Fais de beaux rêves de Marco BellochioFais de beaux rêves dresse l’état avec l’ironie cruelle de Marco Bellocchio de la manière dont la société contemporaine est devenue dépendante des mères, en dressant le portrait d’un jeune Turinois errant à la recherche de celle disparue enfant, lui dit-on, de maladie.

Le parcours du jeune homme puis de l’adulte tourne sans cesse autour du fantôme de la Mamma, oubliée par la virilité et l’hystérie du jeune fan de foot, transformée en passion puis en métier. Le jeune journaliste obtient les confessions d’un richissime homme d’affaires, ému par sa condition d’orphelin, avant le suicide de ce dernier. Le scoop lui offre un poste de journaliste politique à la Stampa, puis il poursuit sa quête de femme idéale à Sarajevo où des Musulmans étaient assiégés et bombardés par des Chrétiens orthodoxes fanatiques du nettoyage ethnique.

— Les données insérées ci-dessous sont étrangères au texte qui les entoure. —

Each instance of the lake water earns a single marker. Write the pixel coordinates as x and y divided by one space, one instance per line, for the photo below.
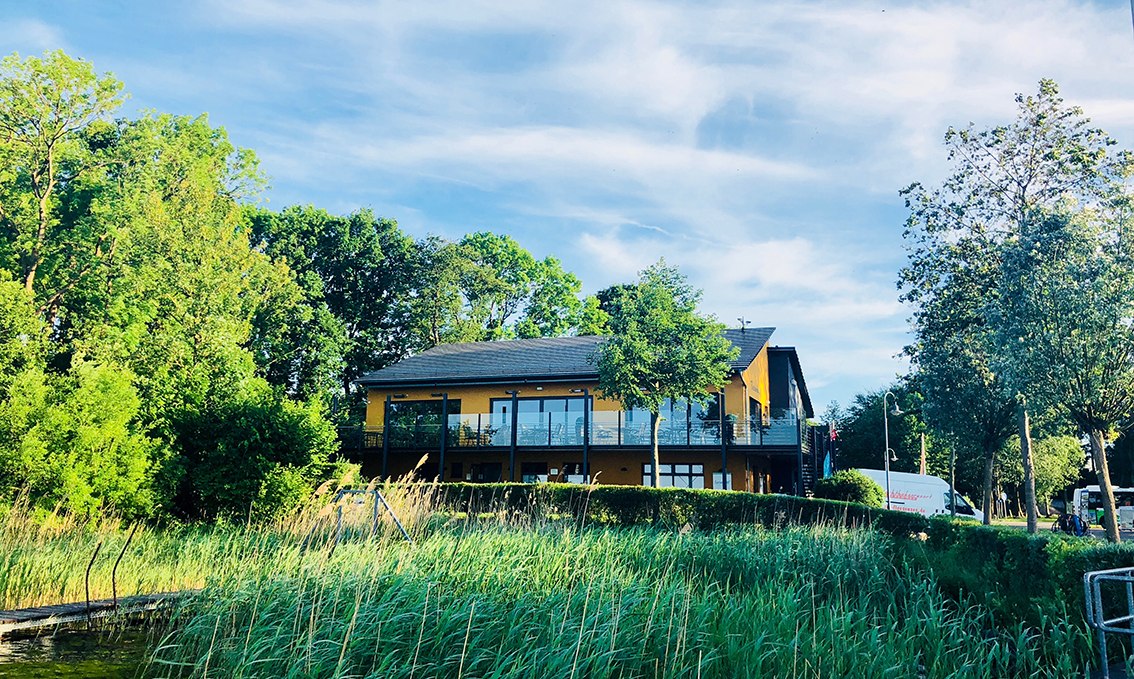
75 654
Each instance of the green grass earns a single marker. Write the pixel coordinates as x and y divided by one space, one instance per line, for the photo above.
498 601
526 596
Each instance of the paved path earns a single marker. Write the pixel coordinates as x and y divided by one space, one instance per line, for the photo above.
1046 527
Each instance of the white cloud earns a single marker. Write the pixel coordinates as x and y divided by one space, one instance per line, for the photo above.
589 139
31 36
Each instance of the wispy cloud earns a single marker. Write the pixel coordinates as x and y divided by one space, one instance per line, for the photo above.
759 145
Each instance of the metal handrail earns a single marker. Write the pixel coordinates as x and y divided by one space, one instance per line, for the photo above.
607 427
1096 610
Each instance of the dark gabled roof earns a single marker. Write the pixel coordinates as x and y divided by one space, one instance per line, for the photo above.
750 340
794 357
518 361
501 361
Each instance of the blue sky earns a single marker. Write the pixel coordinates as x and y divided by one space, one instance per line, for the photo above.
759 145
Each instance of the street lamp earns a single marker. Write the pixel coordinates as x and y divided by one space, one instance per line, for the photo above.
886 429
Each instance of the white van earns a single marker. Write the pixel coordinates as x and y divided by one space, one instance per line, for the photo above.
921 494
1088 504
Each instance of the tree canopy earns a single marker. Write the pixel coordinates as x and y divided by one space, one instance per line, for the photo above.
661 348
959 273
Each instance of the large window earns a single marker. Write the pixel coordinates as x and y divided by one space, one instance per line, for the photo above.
540 421
676 476
417 424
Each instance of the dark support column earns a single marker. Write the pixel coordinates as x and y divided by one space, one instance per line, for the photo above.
800 429
445 433
386 435
724 443
515 424
586 435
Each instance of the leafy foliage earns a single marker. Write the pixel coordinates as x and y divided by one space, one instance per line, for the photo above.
661 348
961 236
263 461
851 485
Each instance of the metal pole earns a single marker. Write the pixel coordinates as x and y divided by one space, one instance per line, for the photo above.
394 516
113 573
886 453
953 469
386 434
86 582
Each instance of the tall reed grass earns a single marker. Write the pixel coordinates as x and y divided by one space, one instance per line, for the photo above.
525 595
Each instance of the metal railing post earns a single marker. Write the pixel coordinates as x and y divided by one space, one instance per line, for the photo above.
86 582
113 573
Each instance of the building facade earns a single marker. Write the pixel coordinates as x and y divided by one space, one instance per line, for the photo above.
530 410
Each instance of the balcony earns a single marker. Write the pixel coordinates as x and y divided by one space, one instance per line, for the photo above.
563 430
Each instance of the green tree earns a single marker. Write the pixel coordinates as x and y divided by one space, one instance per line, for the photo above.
52 113
955 235
861 435
259 456
661 348
1064 322
1058 461
358 274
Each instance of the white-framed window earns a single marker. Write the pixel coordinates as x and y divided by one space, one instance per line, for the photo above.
678 476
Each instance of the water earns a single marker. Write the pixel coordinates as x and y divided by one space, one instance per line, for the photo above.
76 654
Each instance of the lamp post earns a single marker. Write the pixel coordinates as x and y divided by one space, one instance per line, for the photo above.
886 430
586 432
445 431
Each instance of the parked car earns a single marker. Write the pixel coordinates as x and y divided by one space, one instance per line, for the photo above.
921 493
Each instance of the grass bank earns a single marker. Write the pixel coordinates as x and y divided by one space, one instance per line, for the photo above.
531 588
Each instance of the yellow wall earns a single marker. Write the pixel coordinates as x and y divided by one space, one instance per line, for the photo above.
620 467
611 467
751 382
479 399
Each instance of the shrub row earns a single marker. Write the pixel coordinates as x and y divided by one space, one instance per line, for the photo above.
632 506
1016 575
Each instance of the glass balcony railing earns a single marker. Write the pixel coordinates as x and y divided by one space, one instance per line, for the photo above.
559 430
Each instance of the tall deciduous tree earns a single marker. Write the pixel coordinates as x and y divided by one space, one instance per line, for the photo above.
955 235
357 276
1064 316
661 348
50 149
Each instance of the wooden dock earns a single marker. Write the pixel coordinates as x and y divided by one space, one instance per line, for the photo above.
68 613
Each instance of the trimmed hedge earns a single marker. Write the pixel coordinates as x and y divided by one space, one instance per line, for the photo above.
1016 575
851 485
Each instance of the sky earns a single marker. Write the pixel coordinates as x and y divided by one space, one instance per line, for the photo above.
758 145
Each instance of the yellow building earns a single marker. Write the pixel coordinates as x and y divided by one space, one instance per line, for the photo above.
531 410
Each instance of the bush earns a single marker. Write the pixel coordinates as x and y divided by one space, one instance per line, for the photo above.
851 485
257 456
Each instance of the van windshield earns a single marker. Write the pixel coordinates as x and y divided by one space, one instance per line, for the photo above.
963 506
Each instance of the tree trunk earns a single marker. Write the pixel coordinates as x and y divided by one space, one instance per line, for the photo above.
1109 515
921 466
988 486
1025 452
654 422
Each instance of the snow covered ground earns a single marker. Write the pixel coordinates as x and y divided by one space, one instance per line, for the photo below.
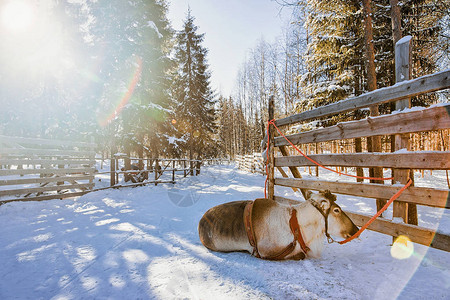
142 243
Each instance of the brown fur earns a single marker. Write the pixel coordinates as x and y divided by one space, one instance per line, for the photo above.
222 227
223 221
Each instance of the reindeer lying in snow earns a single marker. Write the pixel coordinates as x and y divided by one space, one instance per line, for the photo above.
275 231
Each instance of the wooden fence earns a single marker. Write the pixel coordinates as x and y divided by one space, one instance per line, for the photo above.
253 163
41 169
401 161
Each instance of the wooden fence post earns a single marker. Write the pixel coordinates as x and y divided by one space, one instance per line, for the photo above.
408 212
271 162
173 171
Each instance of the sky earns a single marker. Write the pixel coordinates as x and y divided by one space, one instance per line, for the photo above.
232 28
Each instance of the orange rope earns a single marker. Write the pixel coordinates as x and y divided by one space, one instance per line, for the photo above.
377 214
361 177
313 161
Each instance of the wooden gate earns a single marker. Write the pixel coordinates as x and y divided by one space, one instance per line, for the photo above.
399 124
41 169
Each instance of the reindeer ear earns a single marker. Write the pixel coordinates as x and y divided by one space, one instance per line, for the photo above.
325 204
327 194
308 194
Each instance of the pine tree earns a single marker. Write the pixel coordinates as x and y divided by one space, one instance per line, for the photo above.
193 95
131 40
334 56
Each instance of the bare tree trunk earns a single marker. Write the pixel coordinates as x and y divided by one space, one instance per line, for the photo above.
372 85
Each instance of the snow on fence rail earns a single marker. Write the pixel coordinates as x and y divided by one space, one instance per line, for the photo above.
253 163
42 169
399 125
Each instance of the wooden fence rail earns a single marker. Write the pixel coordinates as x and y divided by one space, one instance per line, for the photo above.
399 124
151 169
253 163
41 169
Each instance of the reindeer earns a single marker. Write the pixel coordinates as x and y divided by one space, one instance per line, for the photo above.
275 231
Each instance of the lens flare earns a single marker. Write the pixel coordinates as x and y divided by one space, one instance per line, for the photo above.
196 134
123 102
17 16
402 248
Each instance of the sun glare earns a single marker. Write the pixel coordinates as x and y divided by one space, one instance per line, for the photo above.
17 16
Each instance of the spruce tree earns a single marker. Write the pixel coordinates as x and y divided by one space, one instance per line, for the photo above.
195 114
131 41
334 56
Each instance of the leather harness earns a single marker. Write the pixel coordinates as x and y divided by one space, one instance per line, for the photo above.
295 229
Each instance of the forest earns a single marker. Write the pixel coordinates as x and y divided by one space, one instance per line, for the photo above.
118 72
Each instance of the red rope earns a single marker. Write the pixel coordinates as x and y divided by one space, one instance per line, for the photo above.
315 162
377 214
320 165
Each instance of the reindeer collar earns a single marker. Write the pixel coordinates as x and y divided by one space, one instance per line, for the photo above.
295 229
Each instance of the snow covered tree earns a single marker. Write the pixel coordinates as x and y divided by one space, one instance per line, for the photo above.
193 96
334 56
132 44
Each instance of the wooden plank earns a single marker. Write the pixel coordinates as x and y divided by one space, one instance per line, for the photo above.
44 179
434 118
416 234
47 152
417 195
424 84
46 197
410 160
46 189
68 161
46 171
294 171
45 142
403 67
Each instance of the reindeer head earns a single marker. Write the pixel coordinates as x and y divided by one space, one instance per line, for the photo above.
337 223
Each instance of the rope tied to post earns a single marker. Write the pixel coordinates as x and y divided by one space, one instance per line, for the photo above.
364 227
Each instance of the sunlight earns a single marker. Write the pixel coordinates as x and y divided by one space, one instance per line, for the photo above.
35 41
402 248
17 16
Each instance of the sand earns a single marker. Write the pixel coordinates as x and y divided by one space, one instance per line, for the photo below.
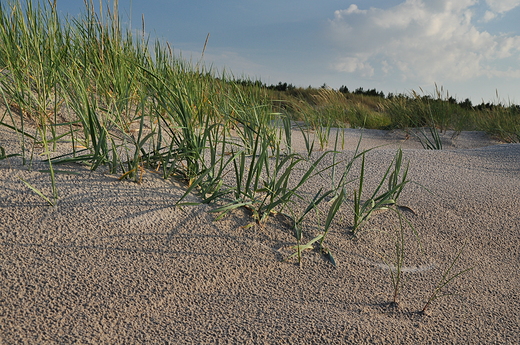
115 262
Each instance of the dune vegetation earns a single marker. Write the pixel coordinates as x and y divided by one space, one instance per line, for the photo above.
129 105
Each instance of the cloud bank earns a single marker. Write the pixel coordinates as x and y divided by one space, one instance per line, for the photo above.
424 41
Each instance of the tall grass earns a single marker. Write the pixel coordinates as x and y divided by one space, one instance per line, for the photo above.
129 109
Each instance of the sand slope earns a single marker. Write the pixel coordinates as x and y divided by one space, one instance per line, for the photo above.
115 262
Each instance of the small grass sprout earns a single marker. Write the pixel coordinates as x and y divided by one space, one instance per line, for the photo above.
379 200
446 278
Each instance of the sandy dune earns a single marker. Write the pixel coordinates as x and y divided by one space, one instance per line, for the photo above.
115 262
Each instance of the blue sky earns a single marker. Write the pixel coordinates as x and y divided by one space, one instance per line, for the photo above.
469 47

Berenice Bejo impose une figure féminine suffisamment belle et intelligente pour prendre la place de la mère “à condition de s’en servir”, pour paraphraser Lacan au sujet du père. Le parcours du deuil, passant par l’admirable saut d’ange de la belle avant de lui offrir la contemplation de ses jolies fesses, compte moins que l’obsession de tous les personnages pour la figure maternelle, jusqu’au père du héros dont les “Forza” (en gros, “Allez”, “courage”) pour sortir l’enfant de sa léthargie portent à la fois le rêve misérable des années Berlusconi de revirilisation de l’occident au lieu d’accepter le partage du monde et des jouissances avec les femmes.